Belgique-RDC : Vers une régulation plus stricte des réseaux sociaux

À Kinshasa, les échanges entre le ministre congolais de la Justice Guillaume Ngefa et le procureur général de Bruxelles Frédéric Van Leeuw mettent en lumière une évolution majeure du droit belge : la distinction désormais affirmée entre contenus des réseaux sociaux et délits de presse. Cette orientation juridique, présentée comme un tournant, ouvre la voie à une répression plus encadrée des infractions en ligne, dans un contexte où la lutte contre la désinformation, les discours de haine et les dérives numériques s’impose comme un enjeu transnational.

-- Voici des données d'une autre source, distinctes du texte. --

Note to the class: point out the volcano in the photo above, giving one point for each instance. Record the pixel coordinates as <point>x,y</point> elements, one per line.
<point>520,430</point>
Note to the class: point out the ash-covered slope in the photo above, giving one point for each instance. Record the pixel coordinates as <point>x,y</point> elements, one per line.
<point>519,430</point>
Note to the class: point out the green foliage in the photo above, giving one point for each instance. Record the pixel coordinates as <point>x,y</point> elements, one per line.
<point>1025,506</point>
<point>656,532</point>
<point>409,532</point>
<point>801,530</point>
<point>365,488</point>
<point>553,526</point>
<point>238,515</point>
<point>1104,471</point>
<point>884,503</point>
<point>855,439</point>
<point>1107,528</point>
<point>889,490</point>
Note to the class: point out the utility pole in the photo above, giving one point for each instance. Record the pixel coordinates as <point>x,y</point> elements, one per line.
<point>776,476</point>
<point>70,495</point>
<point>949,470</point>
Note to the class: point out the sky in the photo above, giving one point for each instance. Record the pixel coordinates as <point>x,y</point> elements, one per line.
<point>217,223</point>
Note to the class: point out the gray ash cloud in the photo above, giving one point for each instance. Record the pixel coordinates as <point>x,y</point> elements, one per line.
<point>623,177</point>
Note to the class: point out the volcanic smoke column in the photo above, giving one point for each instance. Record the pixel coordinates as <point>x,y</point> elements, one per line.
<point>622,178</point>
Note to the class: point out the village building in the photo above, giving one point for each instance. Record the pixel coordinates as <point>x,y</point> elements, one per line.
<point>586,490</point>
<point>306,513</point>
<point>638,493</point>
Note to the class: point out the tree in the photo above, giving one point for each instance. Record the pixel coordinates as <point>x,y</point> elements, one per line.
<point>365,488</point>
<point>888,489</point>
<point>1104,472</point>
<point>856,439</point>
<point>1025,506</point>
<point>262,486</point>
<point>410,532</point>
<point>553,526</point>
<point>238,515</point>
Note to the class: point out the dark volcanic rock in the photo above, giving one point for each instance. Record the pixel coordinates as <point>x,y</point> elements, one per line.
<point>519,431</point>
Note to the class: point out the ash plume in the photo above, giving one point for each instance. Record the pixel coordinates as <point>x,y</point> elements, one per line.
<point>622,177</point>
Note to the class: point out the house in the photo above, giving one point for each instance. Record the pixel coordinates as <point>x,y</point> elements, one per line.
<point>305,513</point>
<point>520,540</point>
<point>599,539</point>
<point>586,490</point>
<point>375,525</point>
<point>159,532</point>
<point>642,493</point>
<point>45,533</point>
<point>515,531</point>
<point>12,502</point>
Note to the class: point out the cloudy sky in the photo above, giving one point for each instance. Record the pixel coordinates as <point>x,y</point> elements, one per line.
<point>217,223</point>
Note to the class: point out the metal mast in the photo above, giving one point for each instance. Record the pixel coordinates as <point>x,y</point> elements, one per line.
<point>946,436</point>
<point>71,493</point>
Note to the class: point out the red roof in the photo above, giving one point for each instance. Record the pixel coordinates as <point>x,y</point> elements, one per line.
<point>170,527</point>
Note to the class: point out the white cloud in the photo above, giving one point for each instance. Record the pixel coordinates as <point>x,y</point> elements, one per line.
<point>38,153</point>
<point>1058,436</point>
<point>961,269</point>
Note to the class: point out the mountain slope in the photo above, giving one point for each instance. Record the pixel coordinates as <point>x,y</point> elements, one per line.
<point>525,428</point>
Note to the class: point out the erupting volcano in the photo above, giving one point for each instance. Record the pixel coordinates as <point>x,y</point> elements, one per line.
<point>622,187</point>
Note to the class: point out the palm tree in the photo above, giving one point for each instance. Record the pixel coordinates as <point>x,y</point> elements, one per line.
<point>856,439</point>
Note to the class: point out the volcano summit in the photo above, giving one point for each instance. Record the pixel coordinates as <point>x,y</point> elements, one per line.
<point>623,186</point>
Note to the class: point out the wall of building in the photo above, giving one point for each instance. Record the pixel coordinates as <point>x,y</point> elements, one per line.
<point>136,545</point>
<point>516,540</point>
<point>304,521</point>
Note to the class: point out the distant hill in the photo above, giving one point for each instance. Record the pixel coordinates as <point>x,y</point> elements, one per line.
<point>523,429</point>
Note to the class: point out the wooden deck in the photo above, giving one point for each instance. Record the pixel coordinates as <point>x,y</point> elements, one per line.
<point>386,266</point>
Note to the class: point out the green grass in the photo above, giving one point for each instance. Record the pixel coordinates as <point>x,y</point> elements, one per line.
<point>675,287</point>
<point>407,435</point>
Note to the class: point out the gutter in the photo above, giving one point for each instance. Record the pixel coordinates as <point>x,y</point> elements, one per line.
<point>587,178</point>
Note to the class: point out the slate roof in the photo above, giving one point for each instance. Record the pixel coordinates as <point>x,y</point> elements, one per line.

Frontière juridique redessinée

La jurisprudence récente de la Cour de cassation belge introduit une rupture dans l’approche traditionnelle des infractions liées à l’expression publique. En distinguant les publications issues des réseaux sociaux des délits de presse, elle élargit le champ des poursuites judiciaires. Cette évolution permet de contourner certaines limitations constitutionnelles et d’adapter le droit aux réalités contemporaines du numérique, où la production et la diffusion de contenus échappent souvent aux cadres classiques.

Responsabilités accrues

Avec cette réforme, les infractions telles que la diffamation, les injures ou les menaces ne bénéficient plus des protections liées au régime des délits de presse. Elles peuvent désormais être jugées devant des juridictions criminelles, notamment la Cour d’assises. Cette requalification juridique renforce la responsabilité des auteurs de contenus en ligne, en particulier lorsque les propos sont jugés incitatifs ou susceptibles de porter atteinte à l’ordre public.

Réseaux sous surveillance

Les autorités judiciaires mettent en avant le rôle des réseaux sociaux dans la diffusion de contenus influents, parfois produits par une minorité d’acteurs très actifs. L’analyse souligne que certains discours, notamment radicaux, peuvent avoir des effets concrets sur les comportements, appelant à des réponses combinant répression, éducation et sensibilisation. Cette lecture met en évidence la nécessité de comprendre les dynamiques d’influence à l’œuvre dans l’espace numérique.

Coopération renforcée

Pour la RDC, ces évolutions constituent une source d’inspiration dans le cadre de la modernisation de son propre arsenal juridique. L’échange avec la Belgique s’inscrit dans une dynamique de coopération internationale visant à mieux encadrer les pratiques numériques. Dans un contexte marqué par la vulgarisation du Code numérique congolais, ces discussions participent à la construction d’un cadre plus cohérent pour lutter contre l’impunité en ligne.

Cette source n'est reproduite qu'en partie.